FOR IMMEDIATE RELEASE
City Begins EIR on Hollywood Central Park
Scoping Session Kicks Off Environmental Review of Ambitious Freeway Cap Park
HOLLYWOOD—The City of Los Angeles and Friends of the Hollywood Central Park today announced the start of the environmental review process for the proposed Hollywood Central Park.
The process got underway with the publication of a Notice of Preparation setting the date and time for a scoping session that gives the public an opportunity to provide input on what should be looked at as part of the environmental impact report being conducted on the ambitious 38-acre park proposed to be built above a 1-mile-long stretch of the Hollywood Freeway.
The Los Angeles Department of Recreation and Parks, which is serving as the lead agency on the project under the California Environmental Quality Act, will host the scoping session on Saturday, Sept. 6, from 10 a.m. to noon at the STEM Academy at Helen Bernstein High School, 1309 N. Wilton Place, in the Quad.
“This brings us one big step closer toward achieving the long-held dream of building this much-needed park in the heart of Hollywood,” said Laurie Goldman, executive director of the Friends of the Hollywood Central Park. “It is a major milestone that demonstrates just how far this plan has come over the past few years.”
City Councilman Mitch O’Farrell, who represents the park site, is equally excited about the park’s progress.
“This is an exciting time for the great 13th Council District, and I am thrilled that a quality project like Hollywood Central Park holds great promise for the community,” O’Farrell said. “I encourage my constituents to take full advantage of this opportunity to participate in the public process and help shape the scope of the park's environmental report.”
Hollywood Central Park is proposed for the air space above the stretch of the Hollywood Freeway between Santa Monica Boulevard and Bronson Avenue. The project area covers approximately 38 acres, located within Caltrans right-of-way, and varies in width between 200 and 400 feet.
By constructing a cap over a portion of the existing freeway trench, the project proposes to create a street-level urban park. The park’s conceptual plan outlines a variety of features, including landscaped open space, multipurpose fields, pedestrian meadows, small retail facilities (such as bike shops, seasonal markets, and art galleries), restaurants, an amphitheater, a community center, playgrounds, dog parks, and interactive community areas, among other possibilities.
At the most basic level, and for environmental review purposes, the project contains two major components. The first is the usable area and facilities within the park. The second component is the engineered deck above the Hollywood Freeway and the supporting infrastructure.
The draft EIR will examine a host of possible issue areas, including aesthetics, air quality,
cultural resources, geology and soils, greenhouse gas emissions, hazards and hazardous materials, hydrology and water quality, land use and planning, noise, population and housing, public services, recreation, transportation and circulation, and utilities.

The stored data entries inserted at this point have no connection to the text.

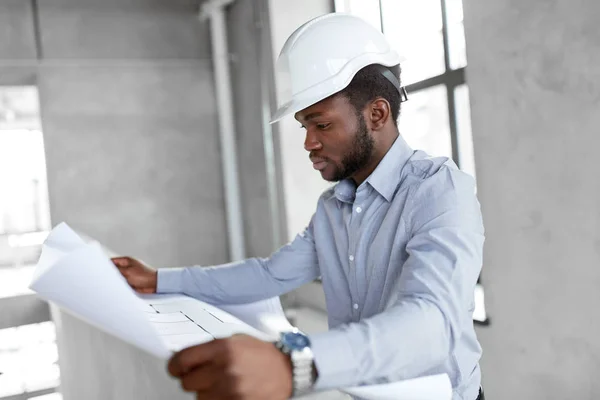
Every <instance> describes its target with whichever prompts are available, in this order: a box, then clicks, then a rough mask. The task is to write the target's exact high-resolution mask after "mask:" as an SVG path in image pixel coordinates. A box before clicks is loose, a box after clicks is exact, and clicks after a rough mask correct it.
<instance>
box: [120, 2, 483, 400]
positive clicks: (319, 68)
mask: <svg viewBox="0 0 600 400" xmlns="http://www.w3.org/2000/svg"><path fill="white" fill-rule="evenodd" d="M399 62H400V59H399V57H398V55H397V53H396V52H394V51H393V50H391V48H390V46H389V44H388V43H387V42H386V40H385V38H384V36H383V35H382V34H381V33H380V32H379V31H377V30H376V29H374V28H372V27H371V26H370V25H368V24H367V23H366V22H364V21H363V20H361V19H359V18H357V17H352V16H349V15H342V14H329V15H326V16H322V17H319V18H316V19H314V20H312V21H309V22H308V23H306V24H304V25H303V26H301V27H300V28H298V29H297V30H296V31H295V32H294V33H293V34H292V36H291V37H290V38H289V39H288V41H287V42H286V44H285V46H284V48H283V50H282V52H281V55H280V57H279V67H280V70H279V73H280V77H282V78H288V79H290V83H291V84H290V87H291V98H290V99H289V101H287V102H286V103H285V104H284V105H283V106H282V107H281V108H280V109H279V110H278V111H277V113H276V114H275V117H274V121H276V120H279V119H281V118H283V117H284V116H287V115H292V114H293V115H294V116H295V118H296V120H298V121H299V122H300V123H301V124H302V126H303V127H304V129H305V130H306V140H305V142H304V147H305V149H306V151H307V152H309V157H310V159H311V161H312V162H313V166H314V168H315V169H316V170H318V171H319V172H320V174H321V176H322V177H323V178H324V179H326V180H328V181H332V182H339V183H338V184H337V185H336V186H334V187H333V188H331V189H329V190H327V191H326V192H324V193H323V194H322V196H321V197H320V199H319V201H318V204H317V209H316V212H315V214H314V216H313V218H312V220H311V221H310V224H309V226H308V227H307V228H306V230H305V231H304V232H303V233H301V234H299V235H298V236H297V237H296V239H295V240H294V241H292V242H291V243H290V244H288V245H286V246H284V247H283V248H281V249H279V250H278V251H277V252H275V253H274V254H272V255H271V257H270V258H267V259H248V260H244V261H241V262H236V263H231V264H228V265H222V266H216V267H210V268H200V267H191V268H178V269H161V270H159V271H158V272H157V271H156V270H154V269H152V268H149V267H147V266H145V265H143V264H142V263H140V262H138V261H136V260H134V259H131V258H127V257H125V258H118V259H115V260H114V262H115V264H116V265H117V266H118V267H119V269H120V270H121V272H122V273H123V275H124V276H125V277H126V278H127V280H128V282H129V283H130V284H131V285H132V286H133V287H134V288H135V289H136V290H138V291H139V292H142V293H153V292H160V293H170V292H183V293H186V294H188V295H190V296H193V297H196V298H198V299H200V300H203V301H207V302H210V303H218V302H224V303H244V302H252V301H257V300H260V299H265V298H269V297H272V296H277V295H281V294H283V293H286V292H289V291H291V290H293V289H295V288H297V287H299V286H300V285H302V284H305V283H307V282H310V281H312V280H314V279H315V278H317V277H319V276H321V277H322V281H323V288H324V291H325V297H326V300H327V310H328V316H329V325H330V330H329V331H328V332H326V333H322V334H317V335H312V336H311V337H310V338H306V337H303V335H301V334H296V335H295V336H294V335H292V336H290V335H286V336H284V337H283V338H282V340H281V341H280V342H279V343H278V344H277V346H274V345H273V344H270V343H265V342H261V341H259V340H257V339H254V338H251V337H249V336H243V335H239V336H235V337H232V338H229V339H224V340H216V341H213V342H210V343H207V344H203V345H199V346H195V347H192V348H189V349H185V350H183V351H181V352H180V353H178V354H176V355H175V356H174V357H173V358H172V360H171V361H170V362H169V372H170V373H171V374H172V375H173V376H175V377H178V378H180V379H181V383H182V385H183V387H184V388H185V389H186V390H189V391H194V392H196V393H197V396H198V398H199V399H221V398H223V399H225V398H230V397H233V398H243V399H256V400H269V399H272V400H280V399H285V398H288V397H290V396H292V395H297V394H302V393H305V392H307V391H310V390H314V389H317V390H318V389H327V388H335V387H344V386H353V385H359V384H367V383H381V382H389V381H396V380H400V379H406V378H414V377H418V376H423V375H430V374H436V373H447V374H448V375H449V377H450V379H451V382H452V385H453V390H454V395H453V396H454V397H453V399H455V400H459V399H460V400H475V399H478V398H480V379H481V374H480V369H479V365H478V361H479V358H480V354H481V348H480V346H479V343H478V341H477V338H476V336H475V332H474V328H473V322H472V312H473V309H474V300H473V293H474V287H475V283H476V281H477V277H478V275H479V272H480V268H481V264H482V247H483V242H484V235H483V234H484V232H483V224H482V220H481V212H480V209H479V203H478V202H477V199H476V197H475V194H474V182H473V179H472V178H471V177H469V176H468V175H466V174H464V173H462V172H460V171H459V170H458V169H457V168H456V166H455V165H454V164H453V163H452V161H450V160H448V159H446V158H430V157H428V156H427V155H426V154H425V153H423V152H420V151H416V152H415V151H413V150H411V149H410V148H409V146H408V145H407V144H406V142H405V141H404V140H403V139H402V137H401V136H399V132H398V127H397V122H396V121H397V119H398V115H399V110H400V103H401V102H402V100H404V99H405V92H404V90H403V88H401V87H400V83H399V71H400V68H399Z"/></svg>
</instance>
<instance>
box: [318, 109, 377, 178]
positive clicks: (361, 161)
mask: <svg viewBox="0 0 600 400" xmlns="http://www.w3.org/2000/svg"><path fill="white" fill-rule="evenodd" d="M374 148H375V141H374V140H373V137H371V135H370V134H369V130H368V128H367V123H366V122H365V118H364V117H363V115H362V114H359V115H358V128H357V130H356V132H355V133H354V140H353V141H352V149H351V150H350V152H349V153H348V154H346V155H345V156H344V158H343V159H342V162H341V165H340V164H337V165H336V166H335V167H336V169H335V171H334V173H333V176H332V177H331V179H327V180H328V181H330V182H339V181H341V180H343V179H347V178H349V177H350V176H352V175H353V174H354V173H355V172H357V171H359V170H360V169H362V168H364V167H366V166H367V164H368V163H369V161H370V160H371V157H372V155H373V150H374Z"/></svg>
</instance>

Friends of the Hollywood Central Park was created in December 2009 to raise funds to create a park that will reunite communities separated for 60 years by the freeway. In addition to providing much-needed recreational space in one of LA’s densest and most park-poor neighborhoods, it will create an estimated 40,000 jobs over 10 years, provide economic stimulus and long-term economic security, build healthy communities, and provide children with open green space in which to grow and thrive.
Hollywood Central Park began as an idea nearly 30 years ago. In 2006 it progressed from a Hollywood Chamber of Commerce initiative to a Hollywood community coalition, with support from then-LA City Council President Eric Garcetti and the Los Angeles Community Redevelopment Agency. Three years later, in 2009, saw the launch of Friends of the Hollywood Central Park.
In 2012 FHCP received a $1.2 million donation from the Aileen Getty Foundation. Those funds, coupled with $825,000 from the City of Los Angeles, will go toward conducting the environmental impact report. According to a preliminary schedule, it is projected that the Draft EIR will be completed and ready for public review by early 2015.